Während man 2009 eine belanglose Statusmeldung aus dem Bus postete („Mir ist laaaangweilig“), versucht man heute vor allem durch das Teilen von Artikeln raushängen zu lassen, wie gebildet man ist („Das Ende der modernen türkischen Republik?“), wie politisch man sich artikulieren („Mit den humanistischen Werten leider unvereinbar“) und dadurch am Diskurs („Die Dagegen-Pose der AfD ist verlockend“) teilnehmen kann.

Meine Generation ist mit dem Internet aufgewachsen, hat also Schritt für Schritt gelernt, wie man mit sozialen Medien umgeht. Wie man sich möglichst likeable ausdrückt, präsentiert und fotografiert. Dabei ist sicherlich auch das eine oder andere betrunkene Selfie entstanden, das man heute besser verbirgt.

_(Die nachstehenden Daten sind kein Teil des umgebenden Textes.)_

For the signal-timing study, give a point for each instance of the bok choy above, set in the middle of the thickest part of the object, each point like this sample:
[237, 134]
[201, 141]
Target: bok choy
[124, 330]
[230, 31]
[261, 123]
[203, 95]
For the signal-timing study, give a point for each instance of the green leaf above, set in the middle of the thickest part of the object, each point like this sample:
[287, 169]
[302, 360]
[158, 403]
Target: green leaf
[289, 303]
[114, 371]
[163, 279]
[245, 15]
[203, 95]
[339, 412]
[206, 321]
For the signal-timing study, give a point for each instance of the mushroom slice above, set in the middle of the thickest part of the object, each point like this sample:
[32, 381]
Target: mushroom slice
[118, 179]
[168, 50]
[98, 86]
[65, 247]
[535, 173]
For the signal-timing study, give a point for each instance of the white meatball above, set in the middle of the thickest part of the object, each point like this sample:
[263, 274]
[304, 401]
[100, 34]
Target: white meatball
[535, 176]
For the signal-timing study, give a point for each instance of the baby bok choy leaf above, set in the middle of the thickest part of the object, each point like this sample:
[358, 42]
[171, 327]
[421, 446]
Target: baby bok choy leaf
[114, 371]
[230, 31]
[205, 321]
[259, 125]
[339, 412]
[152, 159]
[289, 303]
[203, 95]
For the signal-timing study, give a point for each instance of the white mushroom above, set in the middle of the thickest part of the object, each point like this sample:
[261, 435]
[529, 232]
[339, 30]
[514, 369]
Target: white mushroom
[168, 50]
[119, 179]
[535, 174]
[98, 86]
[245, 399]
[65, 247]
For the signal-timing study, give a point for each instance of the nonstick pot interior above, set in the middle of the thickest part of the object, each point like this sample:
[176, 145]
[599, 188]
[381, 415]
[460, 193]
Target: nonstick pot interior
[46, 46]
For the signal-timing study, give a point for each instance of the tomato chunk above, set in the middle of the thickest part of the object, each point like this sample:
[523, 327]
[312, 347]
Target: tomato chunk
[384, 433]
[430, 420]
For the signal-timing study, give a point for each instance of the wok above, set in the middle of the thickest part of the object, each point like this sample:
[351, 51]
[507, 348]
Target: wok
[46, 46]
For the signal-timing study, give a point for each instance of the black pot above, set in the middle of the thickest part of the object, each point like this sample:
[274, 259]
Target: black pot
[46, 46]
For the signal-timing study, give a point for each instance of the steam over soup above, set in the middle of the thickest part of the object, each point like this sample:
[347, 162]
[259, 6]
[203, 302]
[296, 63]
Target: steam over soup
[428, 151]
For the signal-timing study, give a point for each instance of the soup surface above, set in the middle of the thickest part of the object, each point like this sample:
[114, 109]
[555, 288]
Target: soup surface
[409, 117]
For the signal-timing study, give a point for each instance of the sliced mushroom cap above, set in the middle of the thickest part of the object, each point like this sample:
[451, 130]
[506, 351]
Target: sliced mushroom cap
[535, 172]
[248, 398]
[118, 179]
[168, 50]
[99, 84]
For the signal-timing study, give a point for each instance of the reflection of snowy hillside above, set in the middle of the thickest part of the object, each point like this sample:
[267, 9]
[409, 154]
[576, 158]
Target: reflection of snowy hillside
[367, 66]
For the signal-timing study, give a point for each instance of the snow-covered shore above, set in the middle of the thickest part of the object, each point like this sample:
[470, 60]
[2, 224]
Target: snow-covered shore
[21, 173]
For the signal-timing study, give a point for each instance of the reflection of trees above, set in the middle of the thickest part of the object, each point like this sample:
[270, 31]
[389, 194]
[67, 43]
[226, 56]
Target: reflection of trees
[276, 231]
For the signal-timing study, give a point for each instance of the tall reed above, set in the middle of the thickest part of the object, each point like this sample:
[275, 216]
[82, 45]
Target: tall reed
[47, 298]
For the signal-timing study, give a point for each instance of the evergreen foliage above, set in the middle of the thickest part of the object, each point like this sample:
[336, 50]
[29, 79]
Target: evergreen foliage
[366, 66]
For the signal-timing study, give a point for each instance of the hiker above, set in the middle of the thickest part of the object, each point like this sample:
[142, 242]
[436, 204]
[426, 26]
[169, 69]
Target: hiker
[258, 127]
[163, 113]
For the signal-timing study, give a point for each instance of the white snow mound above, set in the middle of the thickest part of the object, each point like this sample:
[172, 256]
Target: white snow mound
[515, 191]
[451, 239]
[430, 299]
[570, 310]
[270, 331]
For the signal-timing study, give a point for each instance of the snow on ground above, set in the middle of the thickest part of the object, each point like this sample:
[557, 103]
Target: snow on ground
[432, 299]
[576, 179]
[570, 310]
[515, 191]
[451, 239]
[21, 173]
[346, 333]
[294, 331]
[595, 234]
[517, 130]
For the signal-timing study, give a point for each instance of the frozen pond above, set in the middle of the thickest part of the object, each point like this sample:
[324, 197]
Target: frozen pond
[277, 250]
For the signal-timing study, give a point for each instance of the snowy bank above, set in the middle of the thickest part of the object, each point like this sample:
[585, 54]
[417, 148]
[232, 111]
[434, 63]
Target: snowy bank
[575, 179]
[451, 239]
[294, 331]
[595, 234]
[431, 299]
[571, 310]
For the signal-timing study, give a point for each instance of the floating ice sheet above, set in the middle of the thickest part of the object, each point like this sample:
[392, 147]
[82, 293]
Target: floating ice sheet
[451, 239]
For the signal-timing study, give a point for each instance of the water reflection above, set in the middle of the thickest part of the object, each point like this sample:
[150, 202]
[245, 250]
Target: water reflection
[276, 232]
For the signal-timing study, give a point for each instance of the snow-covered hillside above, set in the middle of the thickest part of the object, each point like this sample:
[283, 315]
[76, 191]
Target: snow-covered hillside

Auf Partys wurde jeder noch so unbedeutende Moment mehrfach festgehalten, als ob diese Nächte nie wieder kommen würden.

Irgendwann kamen sie dann tatsächlich nicht wieder: Die schräg von oben fotografierten Pärchen-Profilfotos sind längst analogen Modefotografien gewichen, die uns in einem professionellen Licht erstrahlen lassen sollen. Für Freunde, aber auch für potentielle Arbeitgeber.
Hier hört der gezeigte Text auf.